WSU researchers join $9.8M project to study low-moisture food safety

Mixed nuts and dried fruits in bowls, top view.Low-moisture foods, like cereals and flour, dried fruit and nuts, have been recalled repeatedly in the last few years, posing health risks to consumers and economic threats to businesses.

Headshot of Tang
Juming Tang

Juming Tang, Regents Professor in WSU’s Department of Biological Systems Engineering, and Meijun Zhu, Associate Professor in the School of Food Science, are collaborating in a Michigan State University-led, USDA-funded investigation of pathogens in these foods.
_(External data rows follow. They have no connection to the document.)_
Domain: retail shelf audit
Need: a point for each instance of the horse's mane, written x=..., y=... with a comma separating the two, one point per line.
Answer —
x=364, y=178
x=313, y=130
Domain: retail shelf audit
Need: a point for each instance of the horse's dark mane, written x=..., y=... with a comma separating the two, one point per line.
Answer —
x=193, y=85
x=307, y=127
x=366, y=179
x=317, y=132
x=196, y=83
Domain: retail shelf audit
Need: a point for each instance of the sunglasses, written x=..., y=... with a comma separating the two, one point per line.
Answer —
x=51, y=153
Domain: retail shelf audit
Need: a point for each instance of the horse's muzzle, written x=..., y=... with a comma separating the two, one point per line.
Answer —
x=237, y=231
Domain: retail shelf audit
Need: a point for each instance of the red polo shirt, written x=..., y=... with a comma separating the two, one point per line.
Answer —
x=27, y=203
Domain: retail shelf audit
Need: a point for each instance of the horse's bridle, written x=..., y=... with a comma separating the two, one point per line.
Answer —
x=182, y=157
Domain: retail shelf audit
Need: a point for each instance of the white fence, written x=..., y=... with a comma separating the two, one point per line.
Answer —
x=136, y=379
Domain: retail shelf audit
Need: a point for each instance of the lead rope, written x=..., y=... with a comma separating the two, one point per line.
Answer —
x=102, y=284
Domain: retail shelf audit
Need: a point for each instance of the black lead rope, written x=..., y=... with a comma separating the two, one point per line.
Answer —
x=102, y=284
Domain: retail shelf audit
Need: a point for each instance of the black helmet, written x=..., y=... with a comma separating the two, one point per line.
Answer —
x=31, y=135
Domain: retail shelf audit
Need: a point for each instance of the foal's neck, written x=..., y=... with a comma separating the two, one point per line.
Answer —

Bradley Marks, chair of the MSU Department of Biosystems and Agricultural Engineering, leads a team of economists, engineers, microbiologists, consumer educators and risk modelers in the five-year, $9.8 million grant from USDA’s National Institute of Food and Agriculture. NIFA has designated the project as a Center of Excellence, meaning it has high merit value and meets criteria for broad impact.
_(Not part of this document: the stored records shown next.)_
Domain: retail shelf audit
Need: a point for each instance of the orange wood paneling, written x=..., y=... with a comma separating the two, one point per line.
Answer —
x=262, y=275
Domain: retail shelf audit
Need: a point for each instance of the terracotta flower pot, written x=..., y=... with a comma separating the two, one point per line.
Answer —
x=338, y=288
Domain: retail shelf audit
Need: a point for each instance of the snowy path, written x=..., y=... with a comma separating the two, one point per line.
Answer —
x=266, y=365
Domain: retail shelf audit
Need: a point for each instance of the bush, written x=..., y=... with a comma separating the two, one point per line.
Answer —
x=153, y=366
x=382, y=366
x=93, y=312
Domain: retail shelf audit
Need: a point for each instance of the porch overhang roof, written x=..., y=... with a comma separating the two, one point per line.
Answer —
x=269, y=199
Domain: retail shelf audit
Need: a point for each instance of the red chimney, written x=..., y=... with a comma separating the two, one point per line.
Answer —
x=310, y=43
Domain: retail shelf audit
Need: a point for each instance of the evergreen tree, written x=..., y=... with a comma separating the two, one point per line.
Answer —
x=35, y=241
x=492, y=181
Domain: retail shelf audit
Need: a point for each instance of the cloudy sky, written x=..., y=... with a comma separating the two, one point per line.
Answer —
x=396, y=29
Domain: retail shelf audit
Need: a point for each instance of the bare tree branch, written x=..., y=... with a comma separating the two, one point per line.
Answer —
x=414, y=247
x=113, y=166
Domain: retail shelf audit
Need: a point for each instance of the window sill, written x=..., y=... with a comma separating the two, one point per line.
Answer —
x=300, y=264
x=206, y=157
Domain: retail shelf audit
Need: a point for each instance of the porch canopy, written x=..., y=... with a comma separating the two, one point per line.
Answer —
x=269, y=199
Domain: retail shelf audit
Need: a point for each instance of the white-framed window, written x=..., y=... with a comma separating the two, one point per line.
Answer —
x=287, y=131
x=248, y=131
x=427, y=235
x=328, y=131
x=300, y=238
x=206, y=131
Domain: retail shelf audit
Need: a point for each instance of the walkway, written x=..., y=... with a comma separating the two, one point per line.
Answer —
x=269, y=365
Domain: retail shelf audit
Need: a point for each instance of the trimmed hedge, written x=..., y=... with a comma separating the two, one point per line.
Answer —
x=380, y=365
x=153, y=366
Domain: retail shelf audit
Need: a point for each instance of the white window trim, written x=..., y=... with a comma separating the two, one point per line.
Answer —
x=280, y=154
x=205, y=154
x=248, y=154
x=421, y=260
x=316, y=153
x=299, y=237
Low-moisture foods are used as ingredients in a variety of products, so if one supplier faces a recall, numerous items could be affected. One recall or outbreak could put a small operation out of business.

E. coli, Salmonella and Listeria can’t be completely eliminated from dried fruits, nuts, flour and cereals. However, their occurrence can be reduced, and the team are looking forward to developing solutions to do just that.

Headshot of Zhu
Meijun Zhu

Some bacterial pathogens, such as Salmonella and Listeria, are highly resistant to heat in low-moisture environments. WSU researchers will focus on developing a deeper understanding of the reasons behind this heat tolerance, and use this knowledge to develop effective industrial treatments in low-moisture crops, foods, and products.

The WSU team will also collaborate with food companies in Washington state, and nationwide, to improve processes and implement new pathogen-fighting treatment practices.